Milton Wynn

No. 88, 85
- Position: Wide receiver

Personal information
- Born: September 21, 1978 (age 47) Mission Hills, California, U.S.
- Listed height: 6 ft 2 in (1.88 m)
- Listed weight: 207 lb (94 kg)

Career information
- High school: Antelope Valley (Lancaster, California)
- College: Washington State (1999–2000)
- NFL draft: 2001: 4th round, 116th overall pick

Career history
- St. Louis Rams (2001)*; Tampa Bay Buccaneers (2001); Houston Texans (2002)*; Atlanta Falcons (2002)*; Baltimore Ravens (2002–2003);
- * Offseason or practice squad member only

Awards and highlights
- Second-team All-Pac-10 (2000);

Career NFL statistics
- Receptions: 4
- Receiving yards: 69
- Stats at Pro Football Reference

= Milton Wynn =

American football player (born 1978)

Milton Thomas Wynn (born September 21, 1978) is an American former professional football player who was a wide receiver in the National Football League (NFL). He was selected by the St. Louis Rams in the fourth round of the 2001 NFL draft. He played college football for the Washington State Cougars.

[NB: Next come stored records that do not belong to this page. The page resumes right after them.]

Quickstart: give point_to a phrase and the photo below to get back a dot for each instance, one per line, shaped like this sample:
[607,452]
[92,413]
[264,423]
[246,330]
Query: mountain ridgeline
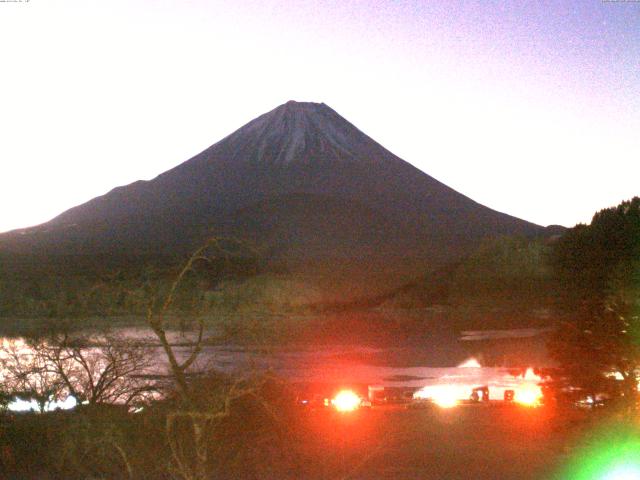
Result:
[315,195]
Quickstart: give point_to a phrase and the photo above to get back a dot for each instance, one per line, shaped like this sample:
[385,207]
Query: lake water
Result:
[353,364]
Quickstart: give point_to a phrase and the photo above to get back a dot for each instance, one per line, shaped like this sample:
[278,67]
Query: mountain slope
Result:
[299,181]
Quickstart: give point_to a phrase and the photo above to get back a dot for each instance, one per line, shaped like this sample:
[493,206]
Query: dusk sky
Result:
[530,108]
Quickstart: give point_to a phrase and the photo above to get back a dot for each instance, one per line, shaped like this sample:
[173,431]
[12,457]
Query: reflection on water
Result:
[335,364]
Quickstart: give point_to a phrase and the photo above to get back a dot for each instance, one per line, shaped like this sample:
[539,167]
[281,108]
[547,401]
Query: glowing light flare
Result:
[470,363]
[346,401]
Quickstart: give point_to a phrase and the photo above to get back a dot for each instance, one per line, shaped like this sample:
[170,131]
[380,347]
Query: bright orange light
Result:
[346,401]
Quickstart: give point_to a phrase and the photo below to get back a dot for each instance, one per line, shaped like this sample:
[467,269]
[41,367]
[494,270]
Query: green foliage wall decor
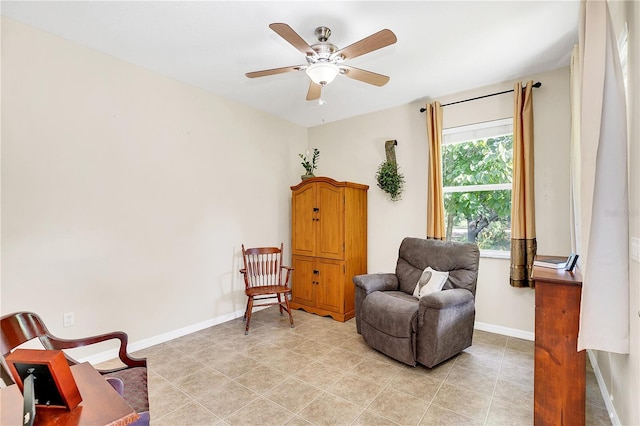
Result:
[389,179]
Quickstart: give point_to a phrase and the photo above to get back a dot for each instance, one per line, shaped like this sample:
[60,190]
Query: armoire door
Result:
[303,280]
[330,223]
[330,287]
[303,222]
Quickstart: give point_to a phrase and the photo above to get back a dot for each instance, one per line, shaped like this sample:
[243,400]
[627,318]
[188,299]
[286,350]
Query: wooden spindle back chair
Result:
[264,280]
[20,327]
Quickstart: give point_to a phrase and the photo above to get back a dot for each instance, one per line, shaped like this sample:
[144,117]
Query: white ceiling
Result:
[443,47]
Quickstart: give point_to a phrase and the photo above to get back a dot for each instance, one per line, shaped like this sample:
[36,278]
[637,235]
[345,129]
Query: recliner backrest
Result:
[460,259]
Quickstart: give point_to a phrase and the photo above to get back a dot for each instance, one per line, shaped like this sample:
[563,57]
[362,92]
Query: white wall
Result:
[352,150]
[621,373]
[126,195]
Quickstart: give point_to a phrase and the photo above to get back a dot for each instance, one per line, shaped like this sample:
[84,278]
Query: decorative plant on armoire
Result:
[389,179]
[309,164]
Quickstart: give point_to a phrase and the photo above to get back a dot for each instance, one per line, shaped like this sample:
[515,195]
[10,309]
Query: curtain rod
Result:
[536,85]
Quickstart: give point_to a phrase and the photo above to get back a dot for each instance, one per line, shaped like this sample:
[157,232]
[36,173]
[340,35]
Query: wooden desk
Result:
[101,404]
[559,375]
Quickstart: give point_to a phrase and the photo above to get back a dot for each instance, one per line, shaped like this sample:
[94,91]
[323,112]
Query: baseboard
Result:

Wynn was also a member of the Tampa Bay Buccaneers, Houston Texans, Atlanta Falcons and Baltimore Ravens.

==Professional career==
===Pre-draft===

Pre-draft measurables
| Height | Weight | 40-yard dash | 10-yard split | 20-yard split | Vertical jump |
| 6 ft 2+3⁄8 in (1.89 m) | 207 lb (94 kg) | 4.46 s | 1.55 s | 2.63 s | 33+1⁄2 in (0.85 m) |
All from WSU pro day.

===St. Louis Rams===
Wynn was selected in the fourth round (116th overall) by the St. Louis Rams in the 2001 NFL draft. He signed with the Rams on July 19 and was waived on September 2.

===Tampa Bay Buccaneers===
On September 4, 2001, Wynn was claimed by the Tampa Bay Buccaneers. In one game with Tampa Bay, he had four catches and 69 yards. He was released on August 27, 2002.

After trying out with the San Francisco 49ers, Wynn signed with the Houston Texans on October 16, and was sent to their practice squad. He was waived on November 6.

Wynn was signed to the Atlanta Falcons practice squad on November 13, 2002. The Baltimore Ravens signed Wynn from the Falcons' practice squad on November 26. Over two seasons in Baltimore he played in three games. He was waived on August 25, 2003.